On direct orders from the Pope, every resource of the Catholic Church was made available to hide and disguise Jews and other prospective Nazi victims. The Vatican itself became overcrowded, as were dozens of cathedral closes and hundreds of churches, church schools and monasteries. Cloistered nuns were released from their vows to attend to necessary secret business. The Pope issued the Swiss Guard with machine guns and ordered them to use them if necessary. Everywhere, priests and trusted laymen worked overtime to produce false identity certificates and smuggle dangerous persons from farmhouse to monastery and from monastery to hotel.

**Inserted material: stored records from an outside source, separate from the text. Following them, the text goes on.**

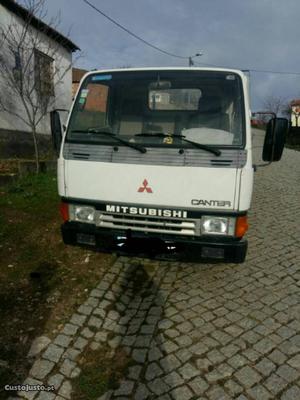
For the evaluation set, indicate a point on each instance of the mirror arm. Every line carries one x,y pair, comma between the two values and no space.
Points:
256,166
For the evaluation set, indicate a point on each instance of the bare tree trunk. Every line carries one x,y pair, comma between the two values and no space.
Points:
36,149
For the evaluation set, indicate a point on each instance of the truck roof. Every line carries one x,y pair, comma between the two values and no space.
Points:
229,70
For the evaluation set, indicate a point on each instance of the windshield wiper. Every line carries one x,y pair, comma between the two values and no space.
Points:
105,131
199,145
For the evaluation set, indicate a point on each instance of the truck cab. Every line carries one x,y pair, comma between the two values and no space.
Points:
159,160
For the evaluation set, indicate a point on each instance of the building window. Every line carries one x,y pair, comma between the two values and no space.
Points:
43,73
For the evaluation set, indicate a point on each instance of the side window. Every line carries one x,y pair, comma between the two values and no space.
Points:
92,107
94,98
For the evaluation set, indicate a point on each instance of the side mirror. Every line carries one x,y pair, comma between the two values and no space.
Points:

One of the most astounding of the many episodes in this epic has only just come to light. The Church recruited one of her most famous lay faithful, the cycling champion Gino Bartali (Tour de France winner, 1938, 1948) and sent him on an impossible mission - cycling from Florence to Assisi and back in one day, to bring to Florence the false documents secretly printed in the town of St.Francis by a local printing-shop owner. The man who discovered the story, history graduate Paolo Alberati, was himself a professional cyclist who competed six times in the Giro d'Italia (1995-2000); but when he tried to match Bartali's exploit, in spite of having a bike half the weight (seven kilos against Bartali's fourteen), better roads and no Nazi patrols to dodge, he could not do it; he broke down half-way back. Bartali did this forty times between 1943 and 1944: forty world-class performances in the most appalling circumstances, more riding than a professional would ordinarily do for prizes, risking his life. He was never caught. And that in spite of the fact that he had been in the black books of the Fascist secret police (quite literally: he was Suspicious Person no.576) for at least five years. They did not like the fact that he openly and continuously refused to dedicate his victories to Mussolini, preferring to offer them up to the Blessed Virgin Mary.

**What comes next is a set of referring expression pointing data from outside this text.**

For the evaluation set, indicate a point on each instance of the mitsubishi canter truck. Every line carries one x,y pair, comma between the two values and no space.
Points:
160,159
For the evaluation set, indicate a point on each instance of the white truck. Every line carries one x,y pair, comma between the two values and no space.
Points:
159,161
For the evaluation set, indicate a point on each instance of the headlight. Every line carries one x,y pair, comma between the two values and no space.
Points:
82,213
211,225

Bartali kept the secret to his grave, and for a long time even his wife and son knew nothing about it. His wife actually could not believe that the cloistered Poor Clare nuns of San Quirico, Assisi, knew her husband, but she went there and they answered - of course, madam, how could anyone be possibly mistaken about a man whose face had been in every newspaper in Europe? When his family asked, his answer was typical: "There's things you just do and don't brag about. I'm no hero, me. I just did the one thing I knew how to do - ride my bicycle."

The mission was sanctioned from the highest quarters. The man Bartali met at five o'clock in the morning of the first of his great rides was the private secretary of Cardinal Dalla Costa, Archbishop of Florence.

Tell this to the next moron you meet who dares open mouth about "Hitler's Pope" or the like.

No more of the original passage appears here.